Not zero individually. Diffusion current is large and nonzero; it is exactly cancelled by an equal and opposite drift current, giving zero net current.
"The barrier stops forming once all mobile carriers have recombined everywhere."
It stops far earlier. The field grows only until drift balances diffusion at the junction; the bulk regions keep their mobile carriers — only the thin depletion zone is emptied.
"We used the Einstein relation just to simplify algebra."
It's physics, not cosmetics. Dn/μn=kT/q links how strongly a carrier diffuses to how strongly a field drags it, both set by thermal energy — that shared origin is why drift and diffusion can balance at one clean potential.
Why does the depletion region stop growing instead of eating the whole crystal?
As it widens the ionic dipole and its field grow, and the drift force from that field rises until it exactly opposes diffusion; at that balance the driving force for net crossing vanishes.
Why is the built-in potential barely changed by doping while diode turn-on is roughly fixed at 0.7 V?
Because Vbi depends on doping only through a logarithm, so even large doping changes shift it by tens of millivolts — hence silicon barriers cluster near 0.6–0.7 V.
Why must the total charge on the p-side of the depletion region equal that on the n-side?
The depletion region as a whole is neutral (it came from neutral material), so exposed negative acceptor charge must match exposed positive donor charge: NAxp=NDxn.
Why can't Vbi act as a free battery to run a motor?

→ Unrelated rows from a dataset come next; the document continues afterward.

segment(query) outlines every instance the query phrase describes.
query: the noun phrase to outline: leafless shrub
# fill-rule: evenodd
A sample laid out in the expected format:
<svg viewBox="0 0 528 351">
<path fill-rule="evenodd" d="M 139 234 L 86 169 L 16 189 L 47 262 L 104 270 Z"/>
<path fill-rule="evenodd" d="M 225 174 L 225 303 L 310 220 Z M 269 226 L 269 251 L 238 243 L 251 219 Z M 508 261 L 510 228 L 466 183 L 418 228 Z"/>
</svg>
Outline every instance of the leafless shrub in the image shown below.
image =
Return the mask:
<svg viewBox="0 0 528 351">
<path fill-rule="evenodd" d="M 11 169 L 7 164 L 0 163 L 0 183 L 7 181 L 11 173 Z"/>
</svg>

It's an equilibrium potential; the contact potentials at the wires exactly cancel it, giving zero net loop EMF. A nonzero one would let you extract work forever, violating the second law.
Why does the field point specifically from the n-side toward the p-side?
The uncovered ions form a dipole with positive donors on n and negative acceptors on p, and field lines run from positive to negative charge, hence n→p — conveniently the direction that pushes electrons back to n and holes back to p.
Why is np (electrons on the p-side) taken as ni2/NA in the Vbi formula?
On the p-side holes dominate at p≈NA, and mass-action np=ni2 fixes the minority electrons at np=ni2/NA.
What happens to the depletion width as one side is doped extremely heavily (a "one-sided" junction)?
The heavily doped side needs almost no width to supply its charge, so the depletion region lies almost entirely in the lightly doped side.
If a region were doped so lightly it were nearly intrinsic (ND→ni), what happens to Vbi?
The ratio NAND/ni2 shrinks toward NA/ni, and if both sides approached intrinsic the log tends to zero — no doping difference, no built-in barrier.
What is the built-in potential of a junction between two identically doped n-type regions?
Zero. There is no p-to-n transition, no net concentration gradient of the same carrier across a boundary, so nothing to diffuse and unbalance — no junction forms.
As temperature approaches absolute zero, what happens to the equilibrium picture?
Carriers freeze onto their dopants (ni→0), diffusion effectively stops, and the simple thermal-voltage derivation (VT=kT/q→0) breaks down — the equilibrium argument assumes thermally mobile carriers.
If diffusion somehow overshot and made the field too strong, what would happen?
The excess field would drift carriers back faster than they diffuse out, refilling the edge of the depletion region until drift and diffusion re-balance — the equilibrium is self-correcting.
Recall One-line self-test
Cover everything: can you state (a) which ions sit on each side, (b) which way the field points, (c) why net current is zero, and (d) why Vbi isn't a usable battery — each in one sentence with a because?
Check ::: (a) negative acceptors on p, positive donors on n; (b) field points n→p; (c) drift cancels diffusion; (d) contact potentials cancel it around the loop.